Politica

Zingaretti: “Sinistra cambi passo, ricostruisca cultura del noi” – Europarlamento

BRUXELLES – “I fatti di cronaca di questi giorni hanno un comune denominatore: la violenza. Non hanno come protagonisti delinquenti o mafiosi, ma persone comuni. Sembra esserci un’onda silenziosa che attraversa il nostro tempo. Una forza carsica che accompagna la regressione civile e democratica che stiamo vivendo: una sorta di virus che minaccia l’umano, lo forza antropologicamente e deteriora il modo in cui gli esseri umani si relazionano tra loro. La sofferenza individuale, il senso di insicurezza e la percezione della solitudine hanno progressivamente eroso la fiducia nella dimensione pubblica, così come si era costruita nel secondo dopoguerra. Ciò che oggi attraversa la società è la dissoluzione dell’idea di bene comune e il ritorno dello strapotere dell’io”. Lo scrive Nicola Zingaretti, capodelegazione Pd al parlamento europeo, su Avvenire.

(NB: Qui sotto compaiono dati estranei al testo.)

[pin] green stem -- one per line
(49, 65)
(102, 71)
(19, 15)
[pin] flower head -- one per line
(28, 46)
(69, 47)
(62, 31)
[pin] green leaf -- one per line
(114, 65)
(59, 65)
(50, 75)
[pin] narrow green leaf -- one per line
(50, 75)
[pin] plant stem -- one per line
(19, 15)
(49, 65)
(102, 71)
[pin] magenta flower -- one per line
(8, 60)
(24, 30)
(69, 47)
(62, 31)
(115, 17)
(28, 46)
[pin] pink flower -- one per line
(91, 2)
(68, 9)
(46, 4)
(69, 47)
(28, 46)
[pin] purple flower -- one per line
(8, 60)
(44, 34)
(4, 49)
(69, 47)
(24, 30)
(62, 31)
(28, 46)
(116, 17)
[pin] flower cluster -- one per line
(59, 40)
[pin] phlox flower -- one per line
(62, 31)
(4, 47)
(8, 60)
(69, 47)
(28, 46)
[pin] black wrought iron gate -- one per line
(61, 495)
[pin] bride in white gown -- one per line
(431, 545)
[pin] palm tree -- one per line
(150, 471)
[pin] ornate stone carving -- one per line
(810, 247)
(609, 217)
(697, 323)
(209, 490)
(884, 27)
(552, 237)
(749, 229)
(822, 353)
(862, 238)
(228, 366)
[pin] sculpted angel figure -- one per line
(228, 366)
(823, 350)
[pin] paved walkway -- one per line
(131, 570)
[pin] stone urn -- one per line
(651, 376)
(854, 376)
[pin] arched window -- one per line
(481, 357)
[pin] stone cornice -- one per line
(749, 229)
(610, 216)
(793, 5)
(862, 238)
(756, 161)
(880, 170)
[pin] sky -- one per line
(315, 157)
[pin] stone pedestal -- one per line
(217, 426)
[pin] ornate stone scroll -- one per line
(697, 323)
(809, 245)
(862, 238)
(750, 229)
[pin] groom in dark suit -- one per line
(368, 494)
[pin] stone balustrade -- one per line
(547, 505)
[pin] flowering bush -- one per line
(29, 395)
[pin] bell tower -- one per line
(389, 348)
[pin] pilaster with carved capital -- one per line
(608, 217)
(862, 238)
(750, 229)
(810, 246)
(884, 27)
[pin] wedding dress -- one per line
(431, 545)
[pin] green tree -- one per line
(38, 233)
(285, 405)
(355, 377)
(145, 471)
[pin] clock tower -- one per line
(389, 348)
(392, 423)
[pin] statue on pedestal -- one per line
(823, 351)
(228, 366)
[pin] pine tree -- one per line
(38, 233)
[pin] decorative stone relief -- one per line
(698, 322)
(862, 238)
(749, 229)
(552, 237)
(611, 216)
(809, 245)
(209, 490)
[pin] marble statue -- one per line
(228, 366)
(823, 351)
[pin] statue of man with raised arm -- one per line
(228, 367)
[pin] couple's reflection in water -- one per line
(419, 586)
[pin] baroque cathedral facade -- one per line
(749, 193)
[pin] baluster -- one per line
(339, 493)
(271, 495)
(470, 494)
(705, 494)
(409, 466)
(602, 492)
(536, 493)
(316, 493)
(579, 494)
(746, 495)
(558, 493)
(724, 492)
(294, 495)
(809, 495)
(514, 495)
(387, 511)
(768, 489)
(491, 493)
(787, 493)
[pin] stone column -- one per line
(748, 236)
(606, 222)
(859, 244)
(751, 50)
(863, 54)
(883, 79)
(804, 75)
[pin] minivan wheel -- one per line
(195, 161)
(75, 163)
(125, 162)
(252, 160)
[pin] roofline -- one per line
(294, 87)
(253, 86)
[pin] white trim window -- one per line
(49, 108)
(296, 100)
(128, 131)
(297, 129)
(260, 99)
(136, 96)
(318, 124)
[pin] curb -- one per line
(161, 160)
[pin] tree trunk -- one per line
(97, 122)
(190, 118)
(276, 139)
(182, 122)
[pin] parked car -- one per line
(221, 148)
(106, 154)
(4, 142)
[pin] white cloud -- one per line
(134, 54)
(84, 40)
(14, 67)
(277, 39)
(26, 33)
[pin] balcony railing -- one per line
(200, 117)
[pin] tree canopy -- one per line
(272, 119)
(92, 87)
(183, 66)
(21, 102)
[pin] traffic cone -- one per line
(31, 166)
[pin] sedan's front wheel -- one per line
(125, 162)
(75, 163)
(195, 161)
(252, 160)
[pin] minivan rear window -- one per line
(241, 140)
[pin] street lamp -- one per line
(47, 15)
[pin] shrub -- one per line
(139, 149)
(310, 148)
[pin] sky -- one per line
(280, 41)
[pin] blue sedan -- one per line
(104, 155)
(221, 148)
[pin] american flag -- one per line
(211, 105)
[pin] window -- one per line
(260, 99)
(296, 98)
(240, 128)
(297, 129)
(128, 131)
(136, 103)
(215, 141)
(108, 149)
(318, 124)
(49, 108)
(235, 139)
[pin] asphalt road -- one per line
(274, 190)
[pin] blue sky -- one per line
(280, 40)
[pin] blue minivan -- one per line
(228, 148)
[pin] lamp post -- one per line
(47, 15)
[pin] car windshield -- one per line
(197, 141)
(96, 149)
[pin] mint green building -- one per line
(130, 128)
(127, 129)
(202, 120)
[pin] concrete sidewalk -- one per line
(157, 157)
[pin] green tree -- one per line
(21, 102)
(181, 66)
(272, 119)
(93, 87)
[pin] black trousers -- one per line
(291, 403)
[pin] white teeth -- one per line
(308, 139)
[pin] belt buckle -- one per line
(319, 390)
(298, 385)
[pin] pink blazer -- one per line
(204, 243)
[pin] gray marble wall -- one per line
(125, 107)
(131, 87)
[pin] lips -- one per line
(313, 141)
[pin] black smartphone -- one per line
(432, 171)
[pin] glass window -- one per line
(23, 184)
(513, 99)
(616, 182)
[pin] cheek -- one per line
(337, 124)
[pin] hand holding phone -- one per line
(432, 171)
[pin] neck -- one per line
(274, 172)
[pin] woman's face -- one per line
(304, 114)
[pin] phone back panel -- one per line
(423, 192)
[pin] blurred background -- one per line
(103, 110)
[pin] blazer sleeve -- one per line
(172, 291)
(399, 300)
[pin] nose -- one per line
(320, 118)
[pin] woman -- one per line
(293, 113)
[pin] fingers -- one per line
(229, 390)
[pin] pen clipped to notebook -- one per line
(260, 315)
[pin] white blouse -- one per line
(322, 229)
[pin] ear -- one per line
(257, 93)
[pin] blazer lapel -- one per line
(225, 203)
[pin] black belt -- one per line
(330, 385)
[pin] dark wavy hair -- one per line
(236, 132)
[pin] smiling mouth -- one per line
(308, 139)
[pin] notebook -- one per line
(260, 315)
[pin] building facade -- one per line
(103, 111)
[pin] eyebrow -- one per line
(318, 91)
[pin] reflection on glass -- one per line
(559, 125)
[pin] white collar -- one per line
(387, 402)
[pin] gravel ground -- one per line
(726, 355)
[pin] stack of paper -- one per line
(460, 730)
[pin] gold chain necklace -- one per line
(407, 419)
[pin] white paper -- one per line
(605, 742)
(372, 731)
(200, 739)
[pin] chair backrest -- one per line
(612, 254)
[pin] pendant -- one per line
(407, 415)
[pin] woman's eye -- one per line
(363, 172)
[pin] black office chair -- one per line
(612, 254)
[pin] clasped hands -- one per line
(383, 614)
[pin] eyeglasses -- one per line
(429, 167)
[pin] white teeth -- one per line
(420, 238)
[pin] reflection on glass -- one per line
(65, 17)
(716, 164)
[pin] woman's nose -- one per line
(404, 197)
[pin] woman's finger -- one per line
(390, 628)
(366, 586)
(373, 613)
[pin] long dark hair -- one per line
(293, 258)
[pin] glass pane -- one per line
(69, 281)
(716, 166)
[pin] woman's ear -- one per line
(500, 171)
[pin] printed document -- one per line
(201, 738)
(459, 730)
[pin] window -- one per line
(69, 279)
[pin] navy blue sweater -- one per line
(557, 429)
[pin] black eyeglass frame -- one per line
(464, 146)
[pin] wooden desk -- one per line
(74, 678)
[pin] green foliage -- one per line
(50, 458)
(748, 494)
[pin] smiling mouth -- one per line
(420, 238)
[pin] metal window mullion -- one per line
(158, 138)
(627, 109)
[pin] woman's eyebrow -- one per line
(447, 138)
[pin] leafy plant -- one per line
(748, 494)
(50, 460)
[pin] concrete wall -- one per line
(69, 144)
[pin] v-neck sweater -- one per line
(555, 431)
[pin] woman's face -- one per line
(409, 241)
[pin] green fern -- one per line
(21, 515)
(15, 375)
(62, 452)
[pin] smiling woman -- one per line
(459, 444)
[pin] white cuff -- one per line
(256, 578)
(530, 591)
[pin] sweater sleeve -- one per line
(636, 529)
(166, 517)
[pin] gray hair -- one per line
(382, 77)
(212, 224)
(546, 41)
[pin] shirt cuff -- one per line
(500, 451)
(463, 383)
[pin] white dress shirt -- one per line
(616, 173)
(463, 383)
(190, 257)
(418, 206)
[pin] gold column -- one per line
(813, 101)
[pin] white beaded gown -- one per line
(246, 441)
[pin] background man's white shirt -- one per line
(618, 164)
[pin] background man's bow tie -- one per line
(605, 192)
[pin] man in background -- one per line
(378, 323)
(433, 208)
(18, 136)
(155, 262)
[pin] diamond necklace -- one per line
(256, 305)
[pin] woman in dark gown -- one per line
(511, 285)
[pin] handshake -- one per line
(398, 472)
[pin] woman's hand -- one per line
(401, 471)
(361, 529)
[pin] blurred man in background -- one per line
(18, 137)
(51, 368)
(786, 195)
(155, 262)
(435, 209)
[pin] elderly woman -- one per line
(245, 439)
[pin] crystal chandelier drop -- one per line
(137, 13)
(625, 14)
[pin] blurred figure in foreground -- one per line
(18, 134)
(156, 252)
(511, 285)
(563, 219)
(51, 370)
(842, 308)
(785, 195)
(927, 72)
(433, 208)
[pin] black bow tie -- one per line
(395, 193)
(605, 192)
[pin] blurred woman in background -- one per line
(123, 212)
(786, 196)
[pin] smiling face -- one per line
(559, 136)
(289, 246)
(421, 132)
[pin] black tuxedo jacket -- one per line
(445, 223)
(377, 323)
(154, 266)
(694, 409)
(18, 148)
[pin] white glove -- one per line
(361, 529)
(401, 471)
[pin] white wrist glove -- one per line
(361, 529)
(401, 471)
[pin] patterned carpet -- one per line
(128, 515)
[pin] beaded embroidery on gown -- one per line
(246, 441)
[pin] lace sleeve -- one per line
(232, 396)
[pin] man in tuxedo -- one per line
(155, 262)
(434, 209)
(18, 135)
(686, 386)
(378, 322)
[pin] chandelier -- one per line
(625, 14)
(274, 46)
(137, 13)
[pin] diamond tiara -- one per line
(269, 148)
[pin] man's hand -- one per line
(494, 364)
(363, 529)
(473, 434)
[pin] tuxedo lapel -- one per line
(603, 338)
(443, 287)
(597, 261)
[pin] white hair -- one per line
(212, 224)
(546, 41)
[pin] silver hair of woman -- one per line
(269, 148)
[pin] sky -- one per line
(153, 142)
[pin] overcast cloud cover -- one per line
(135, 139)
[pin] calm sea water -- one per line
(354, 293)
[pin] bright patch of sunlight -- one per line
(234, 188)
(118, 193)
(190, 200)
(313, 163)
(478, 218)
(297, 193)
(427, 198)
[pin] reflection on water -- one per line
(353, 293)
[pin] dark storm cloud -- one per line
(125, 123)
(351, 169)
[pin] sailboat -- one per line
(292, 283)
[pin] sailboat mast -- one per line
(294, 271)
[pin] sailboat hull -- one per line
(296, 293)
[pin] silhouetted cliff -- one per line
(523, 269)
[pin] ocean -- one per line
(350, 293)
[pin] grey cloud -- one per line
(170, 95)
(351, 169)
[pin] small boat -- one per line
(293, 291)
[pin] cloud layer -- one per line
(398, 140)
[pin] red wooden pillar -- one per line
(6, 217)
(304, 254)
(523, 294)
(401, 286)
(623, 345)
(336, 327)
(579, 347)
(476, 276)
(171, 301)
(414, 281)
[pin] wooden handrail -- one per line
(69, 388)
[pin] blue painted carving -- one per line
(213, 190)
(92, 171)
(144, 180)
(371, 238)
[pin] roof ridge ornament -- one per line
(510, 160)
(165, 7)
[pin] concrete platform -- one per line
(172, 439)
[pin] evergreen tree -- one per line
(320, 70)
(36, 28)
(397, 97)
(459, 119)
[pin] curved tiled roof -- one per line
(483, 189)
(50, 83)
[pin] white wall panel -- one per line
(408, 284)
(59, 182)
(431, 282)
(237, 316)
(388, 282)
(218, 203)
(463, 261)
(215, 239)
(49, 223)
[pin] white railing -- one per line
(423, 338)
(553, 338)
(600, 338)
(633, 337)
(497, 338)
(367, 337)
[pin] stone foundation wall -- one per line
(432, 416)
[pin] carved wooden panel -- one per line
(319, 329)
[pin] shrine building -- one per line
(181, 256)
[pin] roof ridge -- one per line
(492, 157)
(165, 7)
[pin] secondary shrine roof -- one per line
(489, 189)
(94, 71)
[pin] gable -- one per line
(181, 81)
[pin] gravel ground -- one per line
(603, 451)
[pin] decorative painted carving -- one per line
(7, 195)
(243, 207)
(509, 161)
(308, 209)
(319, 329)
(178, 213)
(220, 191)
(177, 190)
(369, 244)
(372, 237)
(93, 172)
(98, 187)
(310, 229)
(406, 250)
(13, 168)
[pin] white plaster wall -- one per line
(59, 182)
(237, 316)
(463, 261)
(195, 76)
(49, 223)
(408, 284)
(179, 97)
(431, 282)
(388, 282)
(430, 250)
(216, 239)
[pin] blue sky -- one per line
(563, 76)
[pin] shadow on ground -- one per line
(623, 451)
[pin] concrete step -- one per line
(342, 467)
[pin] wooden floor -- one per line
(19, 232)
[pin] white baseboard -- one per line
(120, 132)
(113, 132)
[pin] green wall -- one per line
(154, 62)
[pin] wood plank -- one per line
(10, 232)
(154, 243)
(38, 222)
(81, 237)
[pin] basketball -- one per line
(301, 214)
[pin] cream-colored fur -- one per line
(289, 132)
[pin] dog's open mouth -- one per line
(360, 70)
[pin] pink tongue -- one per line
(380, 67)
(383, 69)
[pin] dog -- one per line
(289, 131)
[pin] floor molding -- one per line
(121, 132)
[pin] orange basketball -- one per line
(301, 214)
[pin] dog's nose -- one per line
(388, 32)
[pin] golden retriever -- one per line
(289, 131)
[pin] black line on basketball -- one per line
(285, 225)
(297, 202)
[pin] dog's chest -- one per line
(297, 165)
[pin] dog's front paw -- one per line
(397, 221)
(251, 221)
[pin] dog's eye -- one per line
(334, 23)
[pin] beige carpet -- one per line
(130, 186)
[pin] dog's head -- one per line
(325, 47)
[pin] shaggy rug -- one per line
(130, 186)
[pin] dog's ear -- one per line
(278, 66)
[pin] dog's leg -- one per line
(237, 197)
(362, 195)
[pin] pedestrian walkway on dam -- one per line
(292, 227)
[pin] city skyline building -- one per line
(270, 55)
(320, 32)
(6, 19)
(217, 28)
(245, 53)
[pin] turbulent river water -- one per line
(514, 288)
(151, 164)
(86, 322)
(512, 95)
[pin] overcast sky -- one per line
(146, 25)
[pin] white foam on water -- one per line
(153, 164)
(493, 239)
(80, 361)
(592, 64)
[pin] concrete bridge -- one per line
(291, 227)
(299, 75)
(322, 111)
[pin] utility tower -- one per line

“Questa concezione dei rapporti umani – prosegue Zingaretti – permea ormai ogni ambito della vita: la politica, le istituzioni, il lavoro, le relazioni sociali e perfino quelle personali. Le forze democratiche nel mondo non hanno saputo resistere a sufficienza, e ora se vogliamo riproporre un’alternativa è tempo di cambiare passo. Prima ancora dei programmi e delle alleanze, una comunità si fonda sulla condivisione del perché si decide di stare insieme. Per questo la sinistra deve tornare a combattere, prima ancora che sul terreno elettorale, su quello culturale. Deve ricostruire la cultura del ‘noi’, perché senza una comunità di destino non esiste giustizia sociale, non esiste democrazia sostanziale, non esiste libertà condivisa”.